- Historic Sites
The American newspaper: beleaguered by television, hated both for its timidity and for its arrogance, biased, provincial, overweening—and still indispensable. A Hearst veteran tells how it got to where it is today, and where it may be headed.
October 1994 | Volume 45, Issue 6
The quality of American newspapers turned very much for the better when Horace Greeley, who it was said put his first trust in the “unshackled mind,” established the New York Tribune in 1841. Like his competitors, Greeley covered soft news, but he was a crusader at heart and did daily battle over clean streets and pure milk for the children. Bennett had said that the American press was the “living jury” of the nation. Greeley thought it should be prosecuting attorney as well. He established the modern editorial page, whence he harangued his readers on everything from abolition to temperance. The Tribune was not always right. Its editorials on the conduct of the Civil War were often woolly-headed, but they came from a good heart.
Wilson had violated two cardinal rules: Never deviate from your prepared text, and never make a joke.

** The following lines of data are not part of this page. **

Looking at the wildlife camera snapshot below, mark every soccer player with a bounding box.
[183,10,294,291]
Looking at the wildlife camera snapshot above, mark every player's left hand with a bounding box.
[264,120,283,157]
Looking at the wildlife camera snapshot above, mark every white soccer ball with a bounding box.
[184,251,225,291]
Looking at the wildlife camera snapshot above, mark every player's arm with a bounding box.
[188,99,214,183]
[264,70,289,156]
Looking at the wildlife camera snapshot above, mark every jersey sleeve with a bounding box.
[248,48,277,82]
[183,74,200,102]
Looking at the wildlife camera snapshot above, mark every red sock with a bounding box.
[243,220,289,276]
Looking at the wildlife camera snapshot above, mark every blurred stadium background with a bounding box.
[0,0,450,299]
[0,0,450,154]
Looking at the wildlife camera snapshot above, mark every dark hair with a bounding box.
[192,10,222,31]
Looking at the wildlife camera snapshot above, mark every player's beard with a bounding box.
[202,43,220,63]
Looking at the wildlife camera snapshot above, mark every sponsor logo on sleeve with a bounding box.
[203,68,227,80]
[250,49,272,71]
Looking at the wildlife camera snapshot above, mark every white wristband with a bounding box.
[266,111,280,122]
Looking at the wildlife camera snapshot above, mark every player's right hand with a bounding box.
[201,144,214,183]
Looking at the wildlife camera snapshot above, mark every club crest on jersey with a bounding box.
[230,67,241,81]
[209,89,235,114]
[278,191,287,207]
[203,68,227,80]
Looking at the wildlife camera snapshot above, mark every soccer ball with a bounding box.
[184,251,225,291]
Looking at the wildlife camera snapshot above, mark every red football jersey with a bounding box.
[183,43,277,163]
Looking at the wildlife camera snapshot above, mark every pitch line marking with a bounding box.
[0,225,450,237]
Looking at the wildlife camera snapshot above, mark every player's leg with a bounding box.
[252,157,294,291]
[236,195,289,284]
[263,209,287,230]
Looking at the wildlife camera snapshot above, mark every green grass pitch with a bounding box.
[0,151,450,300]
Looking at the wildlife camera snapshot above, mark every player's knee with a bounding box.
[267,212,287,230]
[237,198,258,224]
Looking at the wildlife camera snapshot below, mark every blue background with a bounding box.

If politicians make poor editors, editors make even worse office seekers. Probably the only journalist to become a head of state was Benito Mussolini. Greeley, who had helped found the Republican party in 1854, knew what politics should be but had little idea how they worked. Few Americans ran for high office with purer motives than the eager Horace Greeley when he opposed President Grant in 1872. If Greeley thought he would get a break from his journalistic lodge brothers, he was in desperate error. Greeley campaigned for decency in government, and the press wrote funny stories about his old-fashioned white hat and his farmer’s boots. Finally Greeley said sadly, “I hardly know whether I am running for the Presidency or the penitentiary.”
He died soon afterward, leaving no estate save a tradition that it is not enough for the press to report the news. It should also care.
William Randolph Hearst, said one of his contemporaries, blew into New York City “with all the discreet secrecy of a wooden-legged burglar having a fit on a tin roof.” Hearst had enjoyed himself with the San Francisco Examiner making trouble for the Central Pacific Railroad and was fond of referring to passengers on late-arriving trains as “survivors.” Now he wanted to spread himself. In 1895 he picked up the old Morning Journal , which was known as “the chambermaid’s delight,” and set about painting the town yellow.
It is difficult to believe now that anyone other than “the Chief,” as he liked to be called, ever took the old Hearst newspapers seriously. Their reputation for fakery was a long one. The Examiner once ran a story about an impoverished orphan newsboy named McGinty who was the sole support of his two brothers. The piece was so touching that Hearst’s mother, moved to tears, sent a hundred dollars in crisp bills to the Examiner office to help the little boy with his family needs. There was, of course, no McGinty, and the editors sensibly spent Mrs. Hearst’s money at a local saloon. It was probably a better way of handling the situation than the editors of the Washington Post did in 1980, when they nominated for the Pulitzer Prize a story any experienced police reporter should have pegged as a phony. The story blew apart, and the Post returned the prize.
William Randolph Hearst, Jr., liked to recount the tale about a Journal-American reporter who wrote a terrific page-one story based on an exclusive telephone interview with an escaped convict. The story swept the competition but was slightly flawed when it turned out the felon was a deaf-mute. “Gee,” the reporter explained to his editor, “the guy never told me that.”
This story is instructive on two points. It probably is not true. It has the feel of night-shift humor about it. Also, it is generally repeated with affection. In any other business so terrible a breach would be a hanging offense. This is one reason the public believes journalists are not as serious as they should be.
In a fitting irony of history, the most famous anecdote concerning William Randolph Hearst is not true either. He whipped America into armed conflict with Spain to sell newspapers, and when the artist Frederic Remington, who had been sent to Cuba to draw war scenes, could find nothing, Hearst cabled him, saying, “You provide the pictures. I’ll provide the war.” American hawks were eager for war with Spain and did not need a newspaper circulation drive to goad them into it. Hearst was perfectly capable of sending such a cable, but he did not.